How do people use the figure of Adolf Hitler when they make political or moral arguments?

I think this fulfills one of Roberts' recommendations, in that it's an unusual topic. It's not something I already know a lot about, but one of my strengths is definitely looking at how people use language and construct arguments, so I think I might be able to handle this. The biggest problem is really that the question is too broad: I might have to narrow it down to something like "on Internet discussion forums" or "on protest signs." There's an unofficial idea called "Godwin's Law" that essentially says that if an argument on the Internet goes on long enough, it will almost always bring up Hitler or the Nazis, and on some forums, as soon as you bring up the topic, everyone will say you've just automatically lost the argument. (That you've "Godwinned the argument.") I'm really interested in the way that people on both sides of the political spectrum refer to Hitler in really strange ways when they're making their points.
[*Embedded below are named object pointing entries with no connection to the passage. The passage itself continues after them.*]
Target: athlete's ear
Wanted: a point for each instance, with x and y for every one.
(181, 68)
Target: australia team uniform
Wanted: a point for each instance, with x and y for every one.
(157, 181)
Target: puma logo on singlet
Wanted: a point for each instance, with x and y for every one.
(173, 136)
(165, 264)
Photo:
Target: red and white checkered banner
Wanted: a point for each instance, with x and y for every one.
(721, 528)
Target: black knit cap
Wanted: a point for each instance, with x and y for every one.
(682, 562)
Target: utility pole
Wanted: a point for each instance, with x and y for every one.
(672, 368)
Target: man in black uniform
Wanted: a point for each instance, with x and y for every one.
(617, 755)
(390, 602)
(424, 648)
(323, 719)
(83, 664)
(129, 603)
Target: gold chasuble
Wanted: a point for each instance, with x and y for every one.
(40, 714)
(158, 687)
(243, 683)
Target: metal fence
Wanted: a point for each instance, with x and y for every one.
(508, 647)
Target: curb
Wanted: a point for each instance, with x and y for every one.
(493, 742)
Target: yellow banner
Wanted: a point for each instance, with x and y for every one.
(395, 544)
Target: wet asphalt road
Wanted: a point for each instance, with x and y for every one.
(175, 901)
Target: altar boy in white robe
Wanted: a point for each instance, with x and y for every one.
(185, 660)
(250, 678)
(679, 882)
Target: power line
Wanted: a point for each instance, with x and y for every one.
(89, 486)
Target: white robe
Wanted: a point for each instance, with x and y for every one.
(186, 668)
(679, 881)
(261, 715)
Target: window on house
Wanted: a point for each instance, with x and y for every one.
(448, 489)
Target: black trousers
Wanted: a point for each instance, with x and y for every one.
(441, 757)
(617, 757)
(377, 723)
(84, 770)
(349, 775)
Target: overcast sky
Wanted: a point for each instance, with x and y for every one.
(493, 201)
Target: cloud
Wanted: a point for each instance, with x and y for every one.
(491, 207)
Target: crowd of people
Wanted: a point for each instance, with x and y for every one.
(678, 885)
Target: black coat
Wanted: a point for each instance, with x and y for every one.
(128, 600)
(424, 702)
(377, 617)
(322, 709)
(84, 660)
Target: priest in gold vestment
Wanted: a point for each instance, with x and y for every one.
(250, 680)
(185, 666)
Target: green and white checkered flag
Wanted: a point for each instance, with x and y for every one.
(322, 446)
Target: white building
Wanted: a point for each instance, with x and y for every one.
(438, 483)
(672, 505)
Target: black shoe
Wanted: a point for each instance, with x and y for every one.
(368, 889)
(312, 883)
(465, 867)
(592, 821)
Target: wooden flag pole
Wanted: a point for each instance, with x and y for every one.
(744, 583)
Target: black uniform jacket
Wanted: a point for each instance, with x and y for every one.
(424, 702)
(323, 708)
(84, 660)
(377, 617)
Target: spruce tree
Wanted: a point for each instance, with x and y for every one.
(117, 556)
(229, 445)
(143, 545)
I've seriously seen, for example, arguments saying that it's evil to persecute homosexuals because the Nazis did it, and arguments saying that homosexuality is evil because most Nazis were secretly gay. I think I'd like to look at the way it's used in different kinds of circumstances.

It's a sort of difficult open-ended question, and I might end up having to tweak it a little, since there's not a single definite answer. What I mostly want to argue, I think, is that invoking Hitler/Nazism is almost never a logical or reasonable claim to support an argument, and recommend that people should just stop doing it in general. I think I can find sufficient evidence to support that, even though ultimately the paper's conclusion would largely be my subjective opinion.

Friday, March 18, 2011

Gladwell blog - due 3/21/11

Fairly standard blog. The reading is in the course reader - Malcolm Gladwell's "Something Borrowed." Our first class meeting after break is going to be talking about plagiarism, in a slightly more complicated way than you may be used to. We tend to treat it like it's a very simple issue, but, in a lot of cases, it's much more complicated than it appears. So, the blog assignment:

First paragraph - same ol', same ol'. Try to give me a one-paragraph summary of the piece that starts with a main claim (thesis statement) that you then support. This is kind of tricky, because in a lot of ways, Gladwell asks more questions than he answers. If you get totally stuck, think about starting it with something like, "Gladwell asks whether . . ." so you can indicate that the final point is fairly open-ended.

Second paragraph - just react, again. Good, bad, weird, whatever. I think this is a really interesting way to think about plagiarism. Did Gladwell's piece make you question your ideas at all? I hope you at least thought it was interesting. I think it's fairly well-written, but, in the past, I've had students become confused about the sequence of events in th eessay because of how many people are involved in the thing (two writers and one plagiarist). So do, please, use this space to ask questions if you can't figure out just what the heck happened.